BTW we don’t have “family wealth,” either — our parents taught us the value of extreme thriftiness and would be dismayed to know the sums we have dropped on, say, pants!!
TRULY, though, the strategy we thrill to most in all of this is reflected when reader s.c. talks about getting up close and personal with beautiful, well-made clothes at places like C’H’C’M’ and Evan Kinori, even though they’re out of his price range, to take “mental notes for my eBay dives”1 — YES!
We’re living in dark times in many ways, but a silver lining is that it’s a boom moment for secondhand treasure. Even with the Death of Thrifting looming, if you dial in your digital bin-digging skills you will be GOOD MONEY.
If you have the dough to cop from C’H’C’M’ or any of our other 35 Slappiest Stores in the World, it’s money well spent, and special places are worth supporting. But even if you cop nothing there, the more you know2, the smarter and more assured you’ll be about the clothes you do cop — new and secondhand. And again, you’ll radiate a much higher level of lived-in, molecular-level sauce than some unimaginative autopilot “cop-by-the-numbers” MARK for whom money is no object.
That’s probably our no. 1 piece of practical advice, not merely for keeping costs down but for keeping swag levels high. Learn as much as you can about how to style clothes together and about how well-made clothes are actually made — touching fabrics, trying on garments, seeing them move IRL, flipping them inside out to discover whether the interior seams are flatlocked or flatfelled or French, peeping care tags re: materials, reading Mach 3+ style & culture sletters, etc.

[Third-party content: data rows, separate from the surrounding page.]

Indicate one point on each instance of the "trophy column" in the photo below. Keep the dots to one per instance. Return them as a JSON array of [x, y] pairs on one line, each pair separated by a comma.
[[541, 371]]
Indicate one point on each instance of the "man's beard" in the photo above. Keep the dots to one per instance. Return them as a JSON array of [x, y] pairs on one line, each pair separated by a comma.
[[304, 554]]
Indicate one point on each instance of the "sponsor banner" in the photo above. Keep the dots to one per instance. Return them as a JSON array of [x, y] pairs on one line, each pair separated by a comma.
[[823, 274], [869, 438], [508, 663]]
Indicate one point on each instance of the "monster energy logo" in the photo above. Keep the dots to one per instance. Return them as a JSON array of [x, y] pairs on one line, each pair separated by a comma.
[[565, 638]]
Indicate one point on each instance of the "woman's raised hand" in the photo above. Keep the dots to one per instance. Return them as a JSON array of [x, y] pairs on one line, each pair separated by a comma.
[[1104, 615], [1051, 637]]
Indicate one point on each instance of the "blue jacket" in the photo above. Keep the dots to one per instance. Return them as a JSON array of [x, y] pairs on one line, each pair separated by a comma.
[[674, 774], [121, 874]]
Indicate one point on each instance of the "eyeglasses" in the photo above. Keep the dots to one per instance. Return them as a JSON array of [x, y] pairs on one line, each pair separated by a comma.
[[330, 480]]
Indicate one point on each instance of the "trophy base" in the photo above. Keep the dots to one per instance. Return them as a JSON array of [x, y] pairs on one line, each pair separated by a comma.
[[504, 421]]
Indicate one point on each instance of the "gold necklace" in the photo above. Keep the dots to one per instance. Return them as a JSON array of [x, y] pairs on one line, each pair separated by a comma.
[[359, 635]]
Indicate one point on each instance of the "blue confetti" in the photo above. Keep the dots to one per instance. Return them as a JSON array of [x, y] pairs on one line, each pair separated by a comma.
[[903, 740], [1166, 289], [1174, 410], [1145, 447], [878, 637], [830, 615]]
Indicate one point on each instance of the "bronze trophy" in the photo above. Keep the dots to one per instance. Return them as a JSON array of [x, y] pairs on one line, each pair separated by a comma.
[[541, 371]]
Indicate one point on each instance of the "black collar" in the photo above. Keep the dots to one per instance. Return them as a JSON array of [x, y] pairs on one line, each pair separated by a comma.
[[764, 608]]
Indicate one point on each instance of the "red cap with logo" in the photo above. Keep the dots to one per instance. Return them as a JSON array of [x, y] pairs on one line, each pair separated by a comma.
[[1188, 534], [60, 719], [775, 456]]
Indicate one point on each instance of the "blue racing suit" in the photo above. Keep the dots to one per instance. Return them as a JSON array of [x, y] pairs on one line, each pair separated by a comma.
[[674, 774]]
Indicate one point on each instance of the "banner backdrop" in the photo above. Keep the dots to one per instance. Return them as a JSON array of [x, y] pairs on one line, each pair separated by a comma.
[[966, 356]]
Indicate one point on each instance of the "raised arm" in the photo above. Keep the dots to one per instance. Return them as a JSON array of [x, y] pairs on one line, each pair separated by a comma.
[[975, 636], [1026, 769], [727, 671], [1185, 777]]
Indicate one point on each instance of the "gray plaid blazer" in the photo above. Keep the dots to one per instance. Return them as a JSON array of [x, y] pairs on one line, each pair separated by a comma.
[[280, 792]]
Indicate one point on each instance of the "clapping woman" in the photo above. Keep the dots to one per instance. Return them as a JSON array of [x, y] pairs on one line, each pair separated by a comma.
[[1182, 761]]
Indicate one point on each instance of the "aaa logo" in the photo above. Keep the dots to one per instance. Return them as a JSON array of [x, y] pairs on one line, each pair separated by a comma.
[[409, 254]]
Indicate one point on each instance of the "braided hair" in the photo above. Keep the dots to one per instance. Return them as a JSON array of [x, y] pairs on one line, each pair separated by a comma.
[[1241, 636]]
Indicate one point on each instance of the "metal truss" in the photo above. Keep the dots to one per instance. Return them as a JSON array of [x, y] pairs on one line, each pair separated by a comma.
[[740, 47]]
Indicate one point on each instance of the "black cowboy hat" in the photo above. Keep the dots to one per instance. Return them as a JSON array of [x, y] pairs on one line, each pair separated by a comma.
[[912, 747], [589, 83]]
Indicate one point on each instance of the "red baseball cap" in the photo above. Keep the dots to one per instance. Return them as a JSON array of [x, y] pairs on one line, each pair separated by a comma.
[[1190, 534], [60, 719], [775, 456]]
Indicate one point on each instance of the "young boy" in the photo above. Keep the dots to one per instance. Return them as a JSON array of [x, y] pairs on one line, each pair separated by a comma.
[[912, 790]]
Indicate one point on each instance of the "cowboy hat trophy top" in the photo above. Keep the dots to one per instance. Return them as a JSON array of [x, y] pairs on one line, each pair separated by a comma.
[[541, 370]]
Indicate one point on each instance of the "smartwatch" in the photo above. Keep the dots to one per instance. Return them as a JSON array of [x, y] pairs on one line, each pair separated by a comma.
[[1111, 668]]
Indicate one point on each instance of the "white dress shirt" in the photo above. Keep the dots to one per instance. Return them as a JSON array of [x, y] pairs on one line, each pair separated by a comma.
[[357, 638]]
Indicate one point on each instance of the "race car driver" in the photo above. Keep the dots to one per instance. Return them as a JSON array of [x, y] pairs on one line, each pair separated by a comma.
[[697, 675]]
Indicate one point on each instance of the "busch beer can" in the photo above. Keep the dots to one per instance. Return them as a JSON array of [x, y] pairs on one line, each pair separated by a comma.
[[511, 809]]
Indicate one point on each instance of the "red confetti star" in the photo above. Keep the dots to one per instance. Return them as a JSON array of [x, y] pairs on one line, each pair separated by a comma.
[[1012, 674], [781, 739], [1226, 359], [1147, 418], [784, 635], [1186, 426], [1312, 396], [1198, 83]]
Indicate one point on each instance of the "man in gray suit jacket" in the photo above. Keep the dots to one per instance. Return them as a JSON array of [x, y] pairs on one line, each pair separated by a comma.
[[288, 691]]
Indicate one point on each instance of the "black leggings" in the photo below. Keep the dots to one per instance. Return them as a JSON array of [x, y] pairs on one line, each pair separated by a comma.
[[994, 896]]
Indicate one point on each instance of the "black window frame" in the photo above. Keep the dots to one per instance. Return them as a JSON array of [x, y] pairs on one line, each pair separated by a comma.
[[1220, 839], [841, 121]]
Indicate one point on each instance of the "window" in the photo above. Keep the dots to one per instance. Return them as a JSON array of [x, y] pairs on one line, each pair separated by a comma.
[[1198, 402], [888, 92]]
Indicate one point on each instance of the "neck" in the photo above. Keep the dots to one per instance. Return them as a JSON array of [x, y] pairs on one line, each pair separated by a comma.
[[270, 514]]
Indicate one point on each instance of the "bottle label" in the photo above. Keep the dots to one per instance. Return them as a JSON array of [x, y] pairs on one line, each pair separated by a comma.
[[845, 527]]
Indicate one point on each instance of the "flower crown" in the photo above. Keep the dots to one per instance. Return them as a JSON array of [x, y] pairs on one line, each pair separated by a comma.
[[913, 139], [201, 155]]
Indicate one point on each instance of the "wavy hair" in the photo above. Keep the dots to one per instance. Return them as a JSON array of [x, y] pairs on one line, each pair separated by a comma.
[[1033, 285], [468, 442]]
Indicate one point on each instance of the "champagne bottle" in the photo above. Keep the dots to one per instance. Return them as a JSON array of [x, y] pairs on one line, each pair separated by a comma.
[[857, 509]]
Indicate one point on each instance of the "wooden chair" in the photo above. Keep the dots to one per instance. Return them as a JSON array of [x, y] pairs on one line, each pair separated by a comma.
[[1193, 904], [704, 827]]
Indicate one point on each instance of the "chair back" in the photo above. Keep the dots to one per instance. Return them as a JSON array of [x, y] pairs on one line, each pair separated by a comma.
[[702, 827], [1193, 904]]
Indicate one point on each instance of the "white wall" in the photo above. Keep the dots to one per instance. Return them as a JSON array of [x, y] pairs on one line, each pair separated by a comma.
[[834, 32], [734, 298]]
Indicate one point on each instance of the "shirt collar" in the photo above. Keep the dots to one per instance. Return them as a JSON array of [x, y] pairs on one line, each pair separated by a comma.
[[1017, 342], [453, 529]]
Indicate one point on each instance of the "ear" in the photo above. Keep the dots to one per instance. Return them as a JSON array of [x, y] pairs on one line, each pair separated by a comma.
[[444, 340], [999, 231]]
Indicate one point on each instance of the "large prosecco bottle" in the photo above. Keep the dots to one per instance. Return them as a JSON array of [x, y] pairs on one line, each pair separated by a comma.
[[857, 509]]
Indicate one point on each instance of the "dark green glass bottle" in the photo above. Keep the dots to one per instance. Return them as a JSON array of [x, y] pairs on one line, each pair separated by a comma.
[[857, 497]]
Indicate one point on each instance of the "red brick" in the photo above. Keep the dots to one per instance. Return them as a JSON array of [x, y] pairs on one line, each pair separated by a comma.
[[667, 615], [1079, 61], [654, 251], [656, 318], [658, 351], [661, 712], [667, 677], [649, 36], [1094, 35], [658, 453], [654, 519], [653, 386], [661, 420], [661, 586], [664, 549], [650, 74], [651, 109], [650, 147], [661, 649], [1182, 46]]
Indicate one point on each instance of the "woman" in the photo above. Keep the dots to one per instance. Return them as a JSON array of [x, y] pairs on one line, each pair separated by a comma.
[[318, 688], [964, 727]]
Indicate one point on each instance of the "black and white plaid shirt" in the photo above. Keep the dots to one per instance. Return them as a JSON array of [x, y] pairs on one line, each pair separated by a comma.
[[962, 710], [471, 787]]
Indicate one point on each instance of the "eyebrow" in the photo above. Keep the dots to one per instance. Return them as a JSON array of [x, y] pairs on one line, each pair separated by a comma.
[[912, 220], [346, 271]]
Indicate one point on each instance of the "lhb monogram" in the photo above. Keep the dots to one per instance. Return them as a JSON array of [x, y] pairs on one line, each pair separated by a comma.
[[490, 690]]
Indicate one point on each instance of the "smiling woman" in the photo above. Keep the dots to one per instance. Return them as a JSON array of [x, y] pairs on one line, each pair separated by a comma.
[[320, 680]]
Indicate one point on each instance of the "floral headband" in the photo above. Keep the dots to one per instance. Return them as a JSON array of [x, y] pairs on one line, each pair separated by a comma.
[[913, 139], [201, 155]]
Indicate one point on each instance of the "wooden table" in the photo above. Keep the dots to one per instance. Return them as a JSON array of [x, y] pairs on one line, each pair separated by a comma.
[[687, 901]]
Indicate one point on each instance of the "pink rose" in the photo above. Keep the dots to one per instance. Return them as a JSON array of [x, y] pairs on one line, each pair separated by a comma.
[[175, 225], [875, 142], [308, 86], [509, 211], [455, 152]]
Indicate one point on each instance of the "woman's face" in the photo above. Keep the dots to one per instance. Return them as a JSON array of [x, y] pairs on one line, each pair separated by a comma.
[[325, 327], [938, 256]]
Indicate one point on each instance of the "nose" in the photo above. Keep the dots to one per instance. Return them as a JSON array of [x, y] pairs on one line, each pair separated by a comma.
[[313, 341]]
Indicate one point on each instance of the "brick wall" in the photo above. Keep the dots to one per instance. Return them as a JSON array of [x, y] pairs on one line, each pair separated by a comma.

Navigating new clothes and secondhand troves while armed with that knowledge is pimp, fire and — for the time being, anyway — inflation-proof ☮️☮️☮️!!
The B.L.I.S.S. List — a comprehensive index of Beautiful Life-Improving Spyplane Staples — is here.
The SpyTalk Chat Room, where Spyfriends trade elite intel, is here.
I happened to write about one of my favorite secondhand-searching strategies just the other day, here. Also, keep in mind that if you bring secondhand finds to tailors to really dial in the fit, your overall cash outlay can remain low as you look disproportionately DOPE.
Erin grew up hitting museum retrospectives dedicated to the work of masters like Balenciaga, Schiaparelli and Dior, and she still makes a point to catch such shows to see greatness up close & personal.